IBM / data-prep-kit

Open source project for data preparation of LLM application builders
https://ibm.github.io/data-prep-kit/
Apache License 2.0
163 stars 110 forks source link

Github doc pages hyperlinks and formatting issues #43

Closed nirmdesai closed 2 months ago

nirmdesai commented 5 months ago

The hyperlinks on this doc page ends up downloading the .py files instead of navigating the browser to the specific code file in the repo: https://ibm.github.io/data-prep-lab/data-processing-lib/doc/overview/

Same issue exists for this page and probably other such pages: https://ibm.github.io/data-prep-lab/data-processing-lib/doc/transform-tutorials/

Numbered list on this page is not correctly formatted, and the powerpoint diagram looks weird with grammar mistake highlights: https://ibm.github.io/data-prep-lab/data-processing-lib/doc/architecture/

shahrokhDaijavad commented 5 months ago

@nirmdesai Pages created via MkDocs need manual fixing of links with relative paths. We are aware of this and I have asked Shivdeep to do this.

daw3rd commented 5 months ago

And to be clear, these links work when viewing from github.com, just seems mkdocs is doing something wrong. For example, the .py links work as expected from https://github.com/IBM/data-prep-lab/blob/dev/data-processing-lib/doc/transform-tutorials.md

shahrokhDaijavad commented 4 months ago

@shivdeep-singh-ibm Have you looked at this and found no solution yet? If there is no solution for referring to python pages in transforming repo with MkDoc to Pages, we should link to Readme pages in the respective directories. As for the formatting issue (the third link above), I think there should be a way to fix this, no?

shivdeep-singh-ibm commented 4 months ago

I have found 1 way. I am preparing a patch for it. That method is working for python cases, trying to handle some corner cases as well.

The approach is to use hooks.py as a hook to mkdocs , which will automatically update the links (relative links to python files or relative links to repo folders), with. absolute github links to repo on the fly while generatig the documentation.
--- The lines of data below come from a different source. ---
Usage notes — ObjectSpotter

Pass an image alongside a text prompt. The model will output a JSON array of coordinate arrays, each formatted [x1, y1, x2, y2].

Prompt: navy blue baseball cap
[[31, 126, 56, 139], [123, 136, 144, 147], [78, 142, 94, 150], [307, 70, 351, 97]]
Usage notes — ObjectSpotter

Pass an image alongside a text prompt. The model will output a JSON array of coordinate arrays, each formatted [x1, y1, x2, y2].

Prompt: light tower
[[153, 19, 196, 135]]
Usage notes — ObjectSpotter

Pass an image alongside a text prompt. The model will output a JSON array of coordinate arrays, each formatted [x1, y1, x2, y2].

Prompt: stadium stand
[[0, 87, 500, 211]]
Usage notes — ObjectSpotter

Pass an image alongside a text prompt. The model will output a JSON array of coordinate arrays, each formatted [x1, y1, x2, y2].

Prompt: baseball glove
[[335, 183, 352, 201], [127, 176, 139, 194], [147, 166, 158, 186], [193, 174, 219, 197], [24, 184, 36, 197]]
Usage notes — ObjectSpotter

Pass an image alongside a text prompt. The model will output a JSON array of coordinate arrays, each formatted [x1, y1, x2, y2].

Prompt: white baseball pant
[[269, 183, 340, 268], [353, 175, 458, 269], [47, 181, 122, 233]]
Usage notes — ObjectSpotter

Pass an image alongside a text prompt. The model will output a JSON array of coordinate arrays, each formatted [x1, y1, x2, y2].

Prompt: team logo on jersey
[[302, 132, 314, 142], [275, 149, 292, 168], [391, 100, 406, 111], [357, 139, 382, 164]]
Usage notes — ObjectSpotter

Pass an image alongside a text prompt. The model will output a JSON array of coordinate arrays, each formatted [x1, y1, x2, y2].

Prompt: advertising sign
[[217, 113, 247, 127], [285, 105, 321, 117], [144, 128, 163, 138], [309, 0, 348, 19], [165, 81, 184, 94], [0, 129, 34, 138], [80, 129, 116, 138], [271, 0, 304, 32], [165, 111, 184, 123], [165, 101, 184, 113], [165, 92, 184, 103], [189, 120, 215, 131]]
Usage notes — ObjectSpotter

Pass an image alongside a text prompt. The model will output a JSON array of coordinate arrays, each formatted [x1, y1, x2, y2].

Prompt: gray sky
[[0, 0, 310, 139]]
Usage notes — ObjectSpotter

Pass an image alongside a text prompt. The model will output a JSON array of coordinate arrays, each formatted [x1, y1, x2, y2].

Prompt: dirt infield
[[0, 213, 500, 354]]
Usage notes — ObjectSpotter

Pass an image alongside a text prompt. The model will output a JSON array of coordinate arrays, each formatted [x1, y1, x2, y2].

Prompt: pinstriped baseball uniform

eg. [transform](./transform/src/main.py) will become [transform](https://github.com/IBM/data-prep-lab/blob/dev/transform/src/main.py) this way it will open github on clicking the link.

I need to support only

shahrokhDaijavad commented 4 months ago

Sounds good, @shivdeep-singh-ibm! Thank you.

shahrokhDaijavad commented 4 months ago

I see that the link to the python files has been fixed, but the formatting issue in the page https://ibm.github.io/data-prep-kit/data-processing-lib/doc/architecture/ is still there.

shahrokhDaijavad commented 4 months ago

@shivdeep-singh-ibm Thanks for making the file a lot better by adding new lines. Sorry for nitpicking, but there is still a problem with the indention of bullets and sub-bullets, as I compare the repo Readme with the corresponding Pages version of the architecture.md file. As I look at the markdown file, I see a different color of for bullets and sub-bullets. Repo treats this correctly, but Pages doesn't. I think the sub-bullets that are red color should become black for the pages to work properly.

Bytes-Explorer commented 4 months ago

@shivdeep-singh-ibm @shahrokhDaijavad Is this done? Can it be closed?

shahrokhDaijavad commented 4 months ago

@Bytes-Explorer and @shivdeep-singh-ibm . This is mostly done. The problem is still with the indentation of sub-bullets in this page: https://ibm.github.io/data-prep-kit/data-processing-lib/doc/architecture/) (compare with this page: https://github.com/IBM/data-prep-kit/blob/dev/data-processing-lib/doc/architecture.md in which sub-bullets in the Ray Orchestrator section and Data Access under core components are not indented correctly. I don't know if there is a solution for this (maybe adding a return after the corresponding lines in the md file?) It is not a big issue, if there is no solution and we can close it.